2016-10-27 Thread Steve Wise
> > Hi Robert,
> 
> Hey Robert, Christoph,
> 
> > please explain your use cases that isn't handled.  The one and only
> > reason to set MSDBD to 1 is to make the code a lot simpler given that
> > there is no real use case for supporting more.
> >
> > RDMA uses memory registrations to register large and possibly
> > discontiguous data regions for a single rkey, aka single SGL descriptor
> > in NVMe terms.  There would be two reasons to support multiple SGL
> > descriptors:  a) to support a larger I/O size than supported by a single
> > MR, or b) to support a data region format not mappable by a single
> > MR.
> >
> > iSER only supports a single rkey (or stag in IETF terminology) and has
> > been doing fine on a) and mostly fine on b).   There are a few possible
> > data layouts not supported by the traditional IB/iWarp FR WRs, but the
> > limit is in fact exactly the same as imposed by the NVMe PRPs used for
> > PCIe NVMe devices, so the Linux block layer has support to not generate
> > them.  Also with modern Mellanox IB/RoCE hardware we can actually
> > register completely arbitrary SGLs.  iSER supports using this registration
> > mode already with a trivial code addition, but for NVMe we didn't have a
> > pressing need yet.
> 
> Good explanation :)
> 
> The IO transfer size is a bit more pressing on some devices (e.g.
> cxgb3/4) where the number of pages per-MR can be indeed lower than
> a reasonable transfer size (Steve can correct me if I'm wrong).
>

Currently, cxgb4 support 128KB REG_MR operations on a host with 4K page size,
via a max mr page list depth of 32.  Soon it will be bumped up from 32 to 128
and life will be better...

 
> However, if there is a real demand for this we'll happily accept
> patches :)
> 
> Just a note, having this feature in-place can bring unexpected behavior
> depending on how we implement it:
> - If we can use multiple MRs per IO (for multiple SGLs) we can either
> prepare for the worst-case and allocate enough MRs to satisfy the
> various IO patterns. This will be much heavier in terms of resource
> allocation and can limit the scalability of the host driver.
> - Or we can implement a shared MR pool with a reasonable number of MRs.
> In this case each IO can consume one or more MRs on the expense of
> other IOs. In this case we may need to requeue the IO later when we
> have enough available MRs to satisfy the IO. This can yield some
> unexpected performance gaps for some workloads.
> 

I would like to see the storage protocols deal with lack of resources for the
worst case.  This allows much smaller resource usage for both MRs, and SQ
resources, at the expense of adding flow control logic to deal with lack of
available MR and/or SQ slots to process the next IO.  I think it can be
implemented efficiently such that when in flow-control mode, the code is driving
new IO submissions off of SQ completions which will free up SQ slots and most
likely MRs from the QP's MR pool.

Steve.


--
To unsubscribe from this list: send the line "unsubscribe linux-scsi" in
the body of a message to majord...@vger.kernel.org
More majordomo info at  http://vger.kernel.org/majordomo-info.html


Re: A question regarding "multiple SGL"

2016-10-27 Thread Sagi Grimberg



Hi Robert,


Hey Robert, Christoph,


please explain your use cases that isn't handled.  The one and only
reason to set MSDBD to 1 is to make the code a lot simpler given that
there is no real use case for supporting more.

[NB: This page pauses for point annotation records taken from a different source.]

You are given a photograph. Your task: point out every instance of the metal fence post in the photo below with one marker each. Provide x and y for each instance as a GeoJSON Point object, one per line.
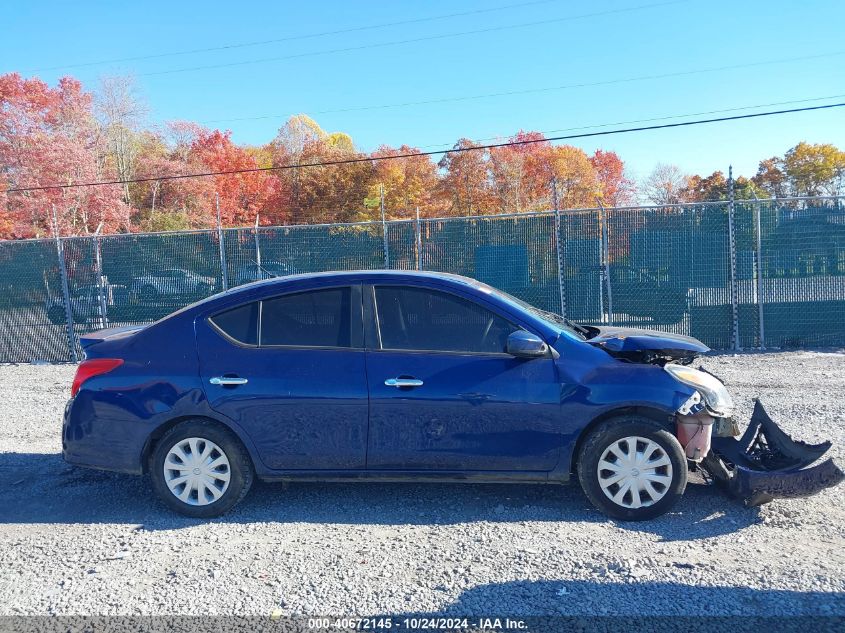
{"type": "Point", "coordinates": [224, 271]}
{"type": "Point", "coordinates": [732, 249]}
{"type": "Point", "coordinates": [419, 241]}
{"type": "Point", "coordinates": [759, 235]}
{"type": "Point", "coordinates": [101, 279]}
{"type": "Point", "coordinates": [605, 257]}
{"type": "Point", "coordinates": [559, 249]}
{"type": "Point", "coordinates": [60, 251]}
{"type": "Point", "coordinates": [384, 228]}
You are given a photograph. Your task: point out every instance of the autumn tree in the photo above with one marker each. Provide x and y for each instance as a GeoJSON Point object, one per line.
{"type": "Point", "coordinates": [814, 170]}
{"type": "Point", "coordinates": [716, 187]}
{"type": "Point", "coordinates": [48, 136]}
{"type": "Point", "coordinates": [616, 189]}
{"type": "Point", "coordinates": [770, 178]}
{"type": "Point", "coordinates": [520, 173]}
{"type": "Point", "coordinates": [408, 183]}
{"type": "Point", "coordinates": [577, 181]}
{"type": "Point", "coordinates": [465, 187]}
{"type": "Point", "coordinates": [665, 184]}
{"type": "Point", "coordinates": [120, 113]}
{"type": "Point", "coordinates": [242, 195]}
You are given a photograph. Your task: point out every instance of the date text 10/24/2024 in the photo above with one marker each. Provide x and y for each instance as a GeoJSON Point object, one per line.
{"type": "Point", "coordinates": [417, 623]}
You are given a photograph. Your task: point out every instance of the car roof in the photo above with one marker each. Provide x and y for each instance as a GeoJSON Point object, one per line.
{"type": "Point", "coordinates": [302, 280]}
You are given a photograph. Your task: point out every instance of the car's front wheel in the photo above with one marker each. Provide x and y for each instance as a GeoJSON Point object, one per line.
{"type": "Point", "coordinates": [632, 468]}
{"type": "Point", "coordinates": [200, 469]}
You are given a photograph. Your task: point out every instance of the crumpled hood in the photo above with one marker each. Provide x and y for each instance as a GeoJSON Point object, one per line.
{"type": "Point", "coordinates": [648, 346]}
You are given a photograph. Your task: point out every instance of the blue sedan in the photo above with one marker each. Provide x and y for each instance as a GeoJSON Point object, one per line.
{"type": "Point", "coordinates": [394, 375]}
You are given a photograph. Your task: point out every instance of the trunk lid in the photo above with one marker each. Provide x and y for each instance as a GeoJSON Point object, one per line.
{"type": "Point", "coordinates": [109, 334]}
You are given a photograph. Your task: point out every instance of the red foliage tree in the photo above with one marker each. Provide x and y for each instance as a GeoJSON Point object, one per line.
{"type": "Point", "coordinates": [48, 136]}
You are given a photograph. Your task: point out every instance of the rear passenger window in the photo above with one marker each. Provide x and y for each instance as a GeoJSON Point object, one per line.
{"type": "Point", "coordinates": [422, 319]}
{"type": "Point", "coordinates": [240, 323]}
{"type": "Point", "coordinates": [318, 318]}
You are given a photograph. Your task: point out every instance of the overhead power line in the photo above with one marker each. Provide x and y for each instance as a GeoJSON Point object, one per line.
{"type": "Point", "coordinates": [509, 93]}
{"type": "Point", "coordinates": [660, 118]}
{"type": "Point", "coordinates": [363, 159]}
{"type": "Point", "coordinates": [428, 38]}
{"type": "Point", "coordinates": [292, 38]}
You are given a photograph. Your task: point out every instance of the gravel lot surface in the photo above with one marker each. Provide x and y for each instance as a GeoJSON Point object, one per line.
{"type": "Point", "coordinates": [84, 542]}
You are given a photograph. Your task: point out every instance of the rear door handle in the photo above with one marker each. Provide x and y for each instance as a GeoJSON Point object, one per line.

RDMA uses memory registrations to register large and possibly
discontiguous data regions for a single rkey, aka single SGL descriptor
in NVMe terms.  There would be two reasons to support multiple SGL
descriptors:  a) to support a larger I/O size than supported by a single
MR, or b) to support a data region format not mappable by a single
MR.

iSER only supports a single rkey (or stag in IETF terminology) and has
been doing fine on a) and mostly fine on b).   There are a few possible
data layouts not supported by the traditional IB/iWarp FR WRs, but the
limit is in fact exactly the same as imposed by the NVMe PRPs used for
PCIe NVMe devices, so the Linux block layer has support to not generate
them.  Also with modern Mellanox IB/RoCE hardware we can actually
register completely arbitrary SGLs.  iSER supports using this registration
mode already with a trivial code addition, but for NVMe we didn't have a
pressing need yet.


Good explanation :)

The IO transfer size is a bit more pressing on some devices (e.g.
cxgb3/4) where the number of pages per-MR can be indeed lower than
a reasonable transfer size (Steve can correct me if I'm wrong).

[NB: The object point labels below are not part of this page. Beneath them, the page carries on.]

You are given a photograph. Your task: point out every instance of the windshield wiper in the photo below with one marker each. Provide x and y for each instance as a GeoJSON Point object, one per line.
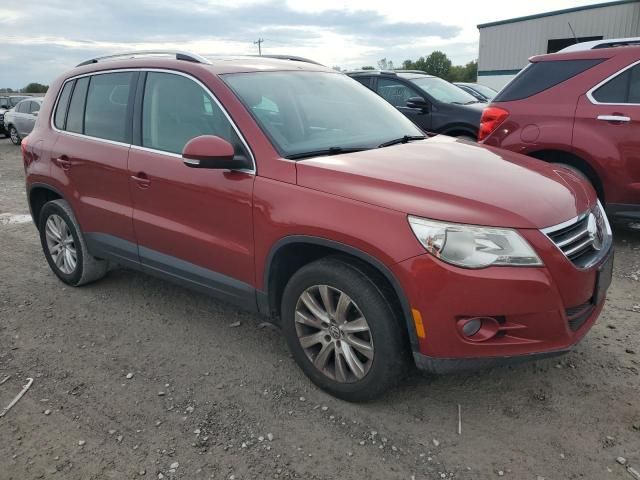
{"type": "Point", "coordinates": [405, 139]}
{"type": "Point", "coordinates": [326, 151]}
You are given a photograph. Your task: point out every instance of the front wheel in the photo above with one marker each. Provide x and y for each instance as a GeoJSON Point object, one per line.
{"type": "Point", "coordinates": [65, 248]}
{"type": "Point", "coordinates": [14, 135]}
{"type": "Point", "coordinates": [342, 331]}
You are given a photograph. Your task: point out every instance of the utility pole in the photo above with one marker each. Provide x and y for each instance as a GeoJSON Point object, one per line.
{"type": "Point", "coordinates": [259, 43]}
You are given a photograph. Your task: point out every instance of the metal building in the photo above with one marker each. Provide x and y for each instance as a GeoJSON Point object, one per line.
{"type": "Point", "coordinates": [506, 45]}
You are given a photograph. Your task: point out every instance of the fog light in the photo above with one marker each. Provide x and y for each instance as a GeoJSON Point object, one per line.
{"type": "Point", "coordinates": [471, 327]}
{"type": "Point", "coordinates": [478, 329]}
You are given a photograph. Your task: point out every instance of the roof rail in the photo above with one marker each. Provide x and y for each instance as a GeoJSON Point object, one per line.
{"type": "Point", "coordinates": [411, 71]}
{"type": "Point", "coordinates": [375, 70]}
{"type": "Point", "coordinates": [186, 56]}
{"type": "Point", "coordinates": [597, 44]}
{"type": "Point", "coordinates": [293, 58]}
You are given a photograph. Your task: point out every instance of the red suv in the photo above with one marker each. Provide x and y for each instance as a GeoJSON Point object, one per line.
{"type": "Point", "coordinates": [579, 108]}
{"type": "Point", "coordinates": [292, 190]}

However, if there is a real demand for this we'll happily accept
patches :)

Just a note, having this feature in-place can bring unexpected behavior
depending on how we implement it:
- If we can use multiple MRs per IO (for multiple SGLs) we can either
prepare for the worst-case and allocate enough MRs to satisfy the
various IO patterns. This will be much heavier in terms of resource
allocation and can limit the scalability of the host driver.
- Or we can implement a shared MR pool with a reasonable number of MRs.
In this case each IO can consume one or more MRs on the expense of
other IOs. In this case we may need to requeue the IO later when we
have enough available MRs to satisfy the IO. This can yield some
unexpected performance gaps for some workloads.

Cheers,
Sagi.
--
To unsubscribe from this list: send the line "unsubscribe linux-scsi" in
the body of a message to majord...@vger.kernel.org
More majordomo info at  http://vger.kernel.org/majordomo-info.html


Re: A question regarding "multiple SGL"

2016-10-27 Thread Christoph Hellwig
Hi Robert,

please explain your use cases that isn't handled.  The one and only
reason to set MSDBD to 1 is to make the code a lot simpler given that
there is no real use case for supporting more.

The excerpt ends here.